The film ends with a bandaged, yet very much alive, Kimbrough regarding the town somewhat wistfully (probably just glas to be alive) boarding a wagon with Ruby (happy to have her man to herself), riding off a free man. Inside the saloon, the townspeople celebrate the end to Kimbrough’s rule. Allison is inside the saloon also, standing alone at the end of the bar, curled up over a glass of whiskey. Morley Chase comes over to thank Allison for ridding the town of Kimbrough, and restoring the townspeople self-respect.
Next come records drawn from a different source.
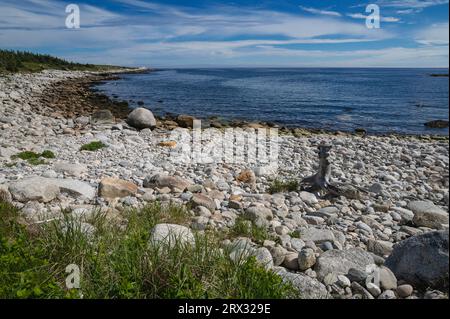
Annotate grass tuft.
[268,179,299,194]
[11,150,56,165]
[0,203,298,299]
[80,141,108,152]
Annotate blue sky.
[0,0,449,67]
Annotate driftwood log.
[300,143,361,199]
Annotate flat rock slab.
[98,177,138,198]
[48,178,97,200]
[314,248,375,279]
[149,224,195,247]
[9,177,60,203]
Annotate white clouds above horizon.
[0,0,448,67]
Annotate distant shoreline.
[37,68,449,140]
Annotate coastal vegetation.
[0,202,298,298]
[80,141,108,152]
[0,50,118,73]
[268,179,299,194]
[11,150,56,165]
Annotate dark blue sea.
[97,68,449,135]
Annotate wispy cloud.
[299,6,342,17]
[0,0,448,66]
[347,13,400,22]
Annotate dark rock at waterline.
[355,127,367,135]
[175,114,195,128]
[91,110,114,124]
[424,120,448,128]
[385,230,449,290]
[127,107,156,130]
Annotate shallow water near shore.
[97,68,449,135]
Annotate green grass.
[0,203,298,299]
[268,179,299,194]
[11,150,56,165]
[228,217,274,244]
[0,50,121,74]
[80,141,108,152]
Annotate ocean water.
[93,68,449,135]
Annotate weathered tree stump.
[300,143,345,197]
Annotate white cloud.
[299,6,342,17]
[415,22,449,45]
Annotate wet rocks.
[98,177,138,199]
[143,174,191,192]
[386,230,449,289]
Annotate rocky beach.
[0,69,449,299]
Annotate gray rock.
[392,207,414,222]
[347,268,369,283]
[366,282,381,297]
[298,248,316,271]
[396,285,414,298]
[385,230,449,289]
[300,192,319,205]
[149,224,195,248]
[127,108,156,130]
[9,177,60,203]
[408,201,449,229]
[368,183,383,194]
[378,290,397,299]
[367,239,394,257]
[300,228,336,244]
[314,248,374,279]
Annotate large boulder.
[408,201,449,229]
[98,177,138,198]
[314,248,374,279]
[385,230,449,289]
[127,107,156,130]
[9,177,59,203]
[150,224,195,247]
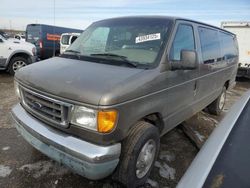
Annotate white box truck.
[221,21,250,78]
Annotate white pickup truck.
[0,35,36,75]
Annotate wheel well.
[142,113,164,133]
[224,80,229,89]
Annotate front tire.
[208,86,227,115]
[8,57,28,75]
[114,121,160,188]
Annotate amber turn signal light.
[97,110,117,133]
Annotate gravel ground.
[0,72,250,188]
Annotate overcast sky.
[0,0,250,30]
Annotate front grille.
[20,87,71,128]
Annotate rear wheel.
[208,86,227,115]
[8,57,28,75]
[114,121,160,188]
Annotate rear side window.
[198,27,221,64]
[170,24,195,61]
[220,32,238,60]
[61,35,70,45]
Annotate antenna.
[53,0,56,56]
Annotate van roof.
[95,15,235,36]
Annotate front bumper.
[11,104,121,180]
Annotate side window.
[198,27,222,64]
[170,24,195,61]
[70,36,78,44]
[220,32,237,59]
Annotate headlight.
[71,106,97,131]
[14,80,21,99]
[71,106,117,133]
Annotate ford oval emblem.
[32,101,43,109]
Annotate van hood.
[15,57,145,105]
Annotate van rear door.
[164,20,199,132]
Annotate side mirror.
[171,50,197,70]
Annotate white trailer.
[221,21,250,78]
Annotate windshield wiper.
[90,53,138,67]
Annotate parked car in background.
[14,34,25,41]
[26,24,82,59]
[0,30,10,39]
[60,33,81,54]
[12,16,238,188]
[221,21,250,78]
[0,35,36,75]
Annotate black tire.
[208,86,227,115]
[8,57,28,75]
[113,121,160,188]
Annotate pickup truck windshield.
[65,18,170,66]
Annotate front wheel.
[9,57,28,75]
[208,86,227,115]
[114,121,160,188]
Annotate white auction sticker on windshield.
[135,33,161,43]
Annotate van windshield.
[65,18,170,66]
[26,26,41,44]
[61,35,70,45]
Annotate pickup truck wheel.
[114,121,160,188]
[208,86,227,115]
[9,57,28,75]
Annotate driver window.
[170,24,195,61]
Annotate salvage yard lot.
[0,72,250,188]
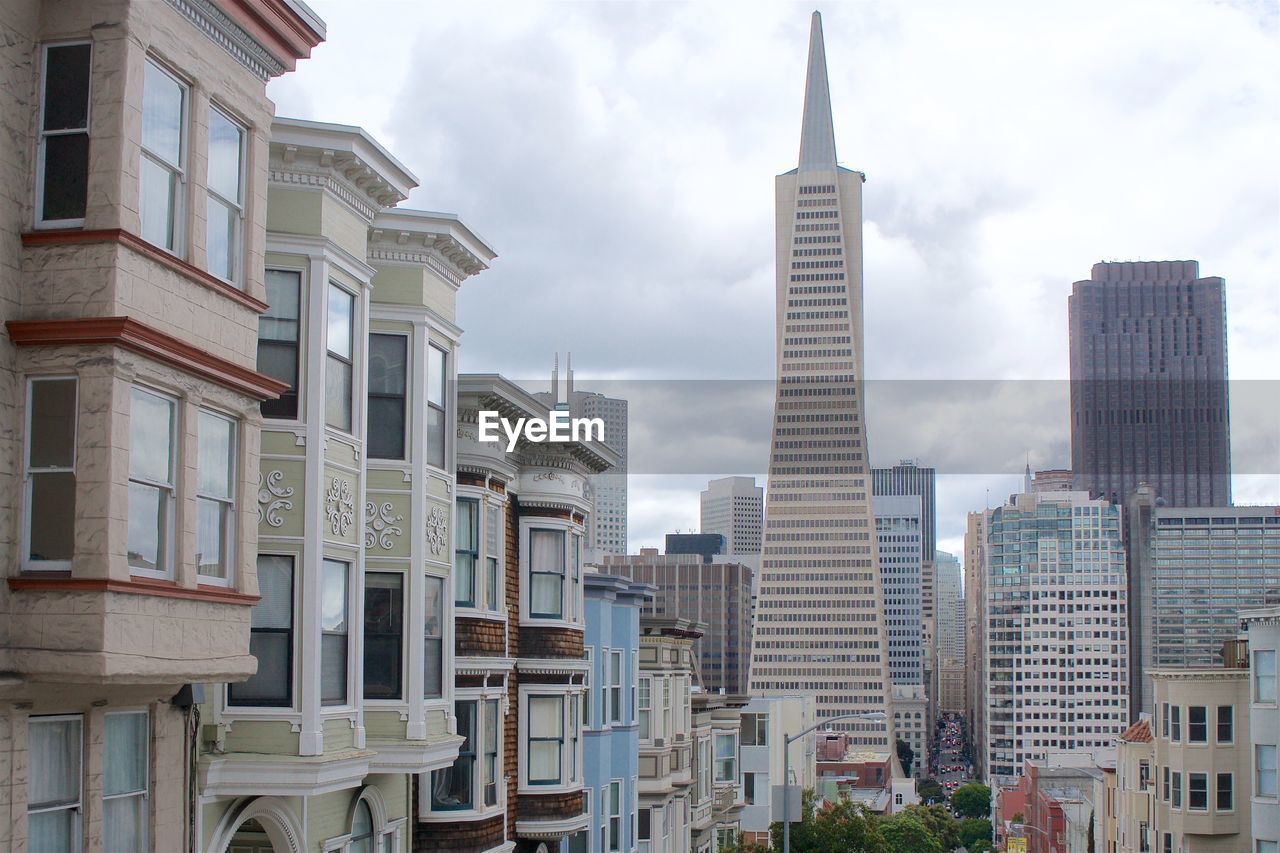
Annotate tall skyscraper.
[1068,261,1231,506]
[534,355,627,550]
[1125,485,1280,719]
[873,494,924,690]
[701,476,764,555]
[984,492,1129,785]
[751,13,892,748]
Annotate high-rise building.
[751,13,892,749]
[701,476,764,555]
[1068,261,1231,506]
[984,492,1129,785]
[604,548,751,693]
[933,551,964,713]
[873,494,924,689]
[1125,485,1280,717]
[534,355,627,550]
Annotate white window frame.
[196,407,241,587]
[33,38,95,229]
[138,54,191,257]
[19,374,79,571]
[205,101,248,281]
[129,383,183,580]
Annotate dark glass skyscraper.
[1068,261,1231,506]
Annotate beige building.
[0,0,325,853]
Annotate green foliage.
[960,817,991,853]
[951,783,991,817]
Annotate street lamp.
[782,711,884,853]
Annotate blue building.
[561,574,654,853]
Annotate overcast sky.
[269,0,1280,551]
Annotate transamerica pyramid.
[751,12,893,751]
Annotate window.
[422,576,444,699]
[529,528,564,619]
[1187,704,1208,743]
[103,711,150,850]
[369,334,408,459]
[431,702,476,811]
[609,648,622,724]
[196,409,236,584]
[1253,743,1276,797]
[27,716,83,850]
[637,678,653,740]
[605,779,622,853]
[320,560,351,704]
[138,59,187,254]
[1217,704,1235,743]
[227,553,293,707]
[426,346,449,467]
[365,571,404,699]
[257,269,302,420]
[23,378,77,569]
[205,106,244,283]
[453,498,480,607]
[1187,774,1208,811]
[128,386,178,576]
[36,42,93,227]
[1217,774,1235,812]
[529,695,564,785]
[716,733,737,783]
[1253,649,1276,702]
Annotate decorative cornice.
[22,228,269,314]
[5,316,289,400]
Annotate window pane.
[142,59,183,167]
[209,109,242,204]
[129,388,174,483]
[365,571,404,699]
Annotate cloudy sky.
[269,0,1280,551]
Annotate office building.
[750,13,893,749]
[1125,485,1280,713]
[983,492,1129,786]
[701,476,764,556]
[0,0,322,853]
[604,548,751,694]
[1068,261,1231,506]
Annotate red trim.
[5,316,289,400]
[22,228,270,314]
[9,574,259,607]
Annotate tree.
[951,783,991,817]
[960,817,991,853]
[897,738,915,776]
[879,809,943,853]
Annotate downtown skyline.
[270,3,1280,552]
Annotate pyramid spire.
[800,12,836,172]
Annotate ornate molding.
[324,476,356,537]
[257,470,293,528]
[365,501,404,551]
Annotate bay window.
[227,553,293,708]
[27,716,83,850]
[36,42,93,228]
[128,386,178,576]
[324,283,356,433]
[103,711,150,850]
[365,571,404,699]
[138,58,188,254]
[196,409,236,584]
[257,269,302,420]
[23,377,77,570]
[320,560,351,704]
[205,106,244,284]
[369,334,408,459]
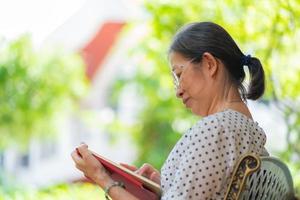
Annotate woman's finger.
[71,151,83,164]
[120,163,138,171]
[77,144,92,159]
[150,172,160,184]
[136,163,154,178]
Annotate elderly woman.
[72,22,268,200]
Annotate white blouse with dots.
[161,109,269,200]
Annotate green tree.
[0,36,87,149]
[112,0,300,194]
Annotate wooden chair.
[225,154,296,200]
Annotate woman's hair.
[169,22,265,100]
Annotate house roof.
[81,22,125,80]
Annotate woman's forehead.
[169,52,188,70]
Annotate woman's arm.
[71,144,138,200]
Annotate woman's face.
[170,52,214,116]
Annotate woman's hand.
[121,163,160,185]
[71,144,113,188]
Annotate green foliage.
[110,0,300,193]
[0,184,105,200]
[0,36,86,149]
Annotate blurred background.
[0,0,300,200]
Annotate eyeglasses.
[172,58,195,90]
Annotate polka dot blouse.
[161,109,269,200]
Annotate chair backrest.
[225,154,294,200]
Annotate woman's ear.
[202,52,219,77]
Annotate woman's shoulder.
[191,109,263,137]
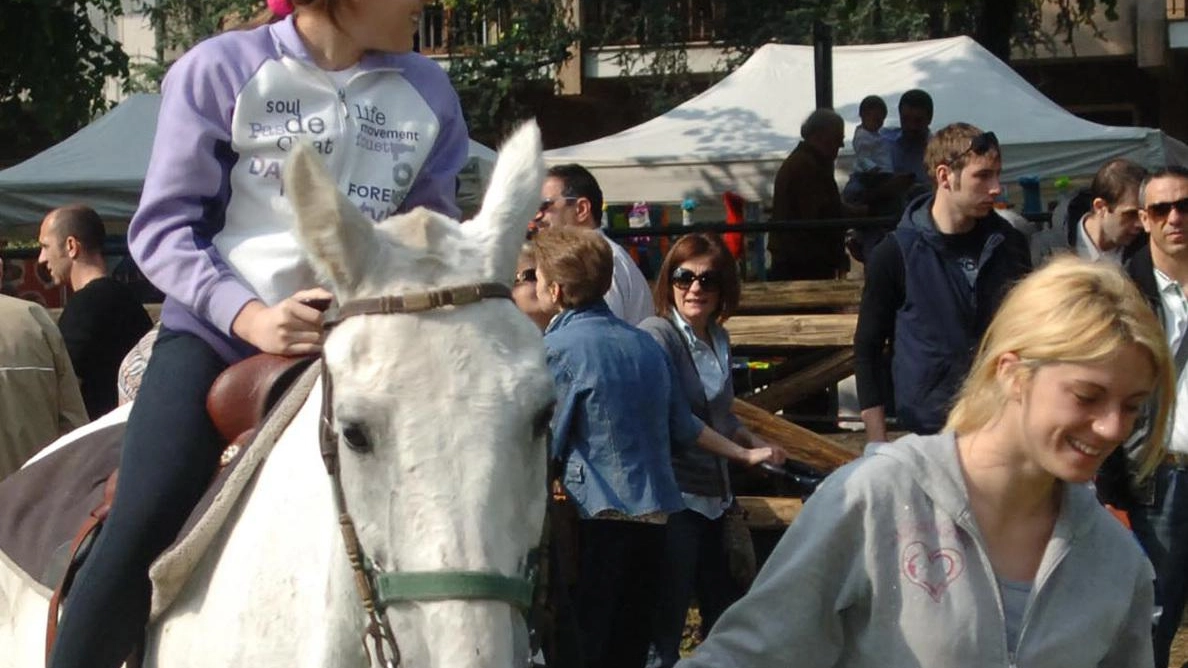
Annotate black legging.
[49,329,227,668]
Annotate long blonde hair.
[944,256,1175,475]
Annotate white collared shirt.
[602,234,656,324]
[1076,214,1123,265]
[671,308,734,519]
[1155,269,1188,454]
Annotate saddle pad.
[0,365,318,617]
[0,422,125,590]
[149,364,321,620]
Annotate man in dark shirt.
[767,109,865,281]
[37,204,152,420]
[854,122,1031,441]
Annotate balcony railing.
[417,2,503,55]
[582,0,722,45]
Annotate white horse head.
[0,124,552,668]
[285,124,552,668]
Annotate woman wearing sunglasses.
[681,256,1175,668]
[533,226,770,668]
[639,234,783,668]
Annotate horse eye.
[342,422,372,453]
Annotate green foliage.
[439,0,579,143]
[125,0,265,93]
[0,0,128,157]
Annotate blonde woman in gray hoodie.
[678,258,1174,668]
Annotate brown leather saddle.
[45,353,317,666]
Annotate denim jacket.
[544,300,700,518]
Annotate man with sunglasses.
[532,164,655,324]
[854,122,1031,441]
[1098,166,1188,668]
[1031,158,1146,266]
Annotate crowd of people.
[0,0,1188,668]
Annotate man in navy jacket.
[854,122,1031,441]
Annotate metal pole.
[813,20,833,109]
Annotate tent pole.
[813,20,833,109]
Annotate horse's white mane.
[285,121,544,293]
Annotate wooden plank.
[726,314,858,347]
[738,497,804,529]
[731,399,858,472]
[746,348,854,411]
[46,304,160,323]
[739,281,862,314]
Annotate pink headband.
[268,0,293,18]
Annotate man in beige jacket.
[0,251,87,478]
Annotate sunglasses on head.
[949,132,999,162]
[537,197,577,214]
[672,266,722,292]
[1144,197,1188,219]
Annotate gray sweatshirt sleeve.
[1098,563,1155,668]
[677,470,868,668]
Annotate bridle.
[318,283,535,668]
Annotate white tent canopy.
[545,37,1188,202]
[0,94,495,229]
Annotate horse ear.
[462,120,544,281]
[284,143,377,294]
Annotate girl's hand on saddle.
[230,288,333,355]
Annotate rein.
[318,283,533,668]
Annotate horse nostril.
[342,422,372,453]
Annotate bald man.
[37,204,152,420]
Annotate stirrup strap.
[45,468,120,666]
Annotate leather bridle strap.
[375,571,532,610]
[318,283,533,668]
[326,283,512,328]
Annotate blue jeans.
[1130,465,1188,668]
[49,329,227,668]
[652,509,743,668]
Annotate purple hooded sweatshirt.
[128,17,468,361]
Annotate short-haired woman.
[535,227,765,668]
[682,257,1174,668]
[639,233,783,668]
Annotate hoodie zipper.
[958,512,1069,668]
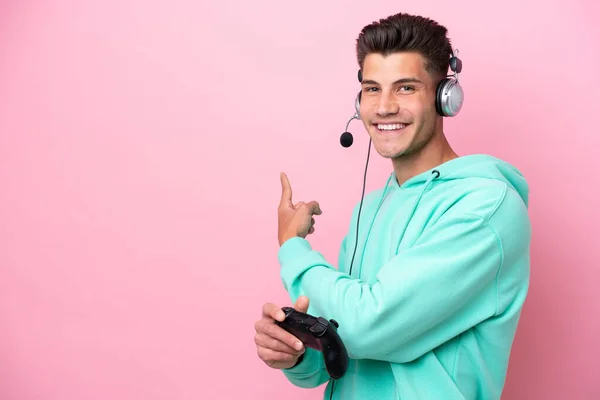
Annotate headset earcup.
[435,78,464,117]
[435,79,448,117]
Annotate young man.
[255,14,531,400]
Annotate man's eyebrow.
[361,78,423,85]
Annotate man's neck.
[392,134,458,185]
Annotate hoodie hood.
[391,154,529,206]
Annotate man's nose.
[377,93,400,117]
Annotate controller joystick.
[275,307,349,379]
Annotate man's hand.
[254,296,309,369]
[278,172,322,246]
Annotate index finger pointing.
[280,172,292,206]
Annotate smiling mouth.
[374,124,410,132]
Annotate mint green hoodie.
[279,155,531,400]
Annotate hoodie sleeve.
[279,195,526,363]
[283,236,347,388]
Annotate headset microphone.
[340,114,358,147]
[340,92,361,147]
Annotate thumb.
[294,296,310,313]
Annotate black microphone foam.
[340,132,354,147]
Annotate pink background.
[0,0,600,400]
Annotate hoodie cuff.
[278,236,323,290]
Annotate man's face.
[360,53,439,158]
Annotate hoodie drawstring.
[396,169,440,250]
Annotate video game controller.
[275,307,349,379]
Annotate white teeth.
[377,124,406,131]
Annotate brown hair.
[356,13,452,79]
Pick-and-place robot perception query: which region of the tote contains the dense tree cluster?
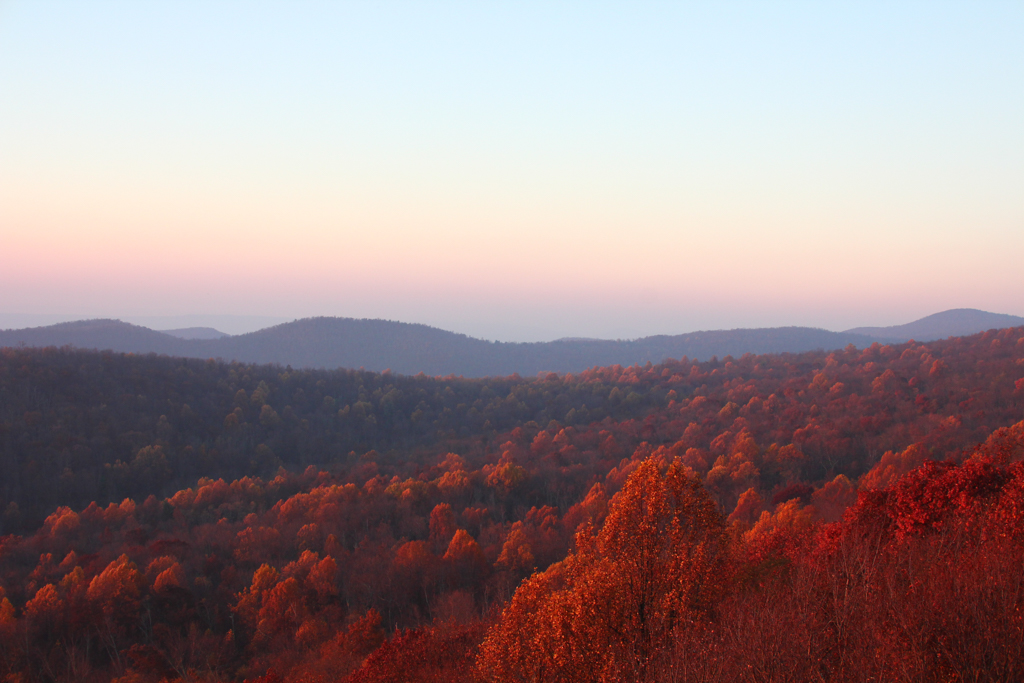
[0,329,1024,683]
The drunken Allison, with tears streaking his face, bitterly tells Chase that if they had only found their self-respect sooner, Sam would be alive, something that a humbled Chase takes into account as he leaves Allison alone. Of course, what goes unspoken is Allison’s own part in Sam’s death (dragging him along on a vendetta under false pretenses, refusing to consider Sam’s advice, and basically throwing him out of the livery stable when his support began to waver, though it never really did), but the guilt is palpable, especially on Randolph Scott’s face. Drunk and embittered, Allison rides of alone on his horse, a broken man, the illusions of his wife shattered, his best friend dead, his vendetta unfulfilled (and with the realization that nothing of this really mattered probably crushing down on him). Lucy tries to stop him, but the Doctor restrains her, telling her that what Allison did saved the town, but that there was no saving Allison. It is an ending seen in many Westerns, but few are as downbeat and realistic (in terms of psychic and physical costs) as this film.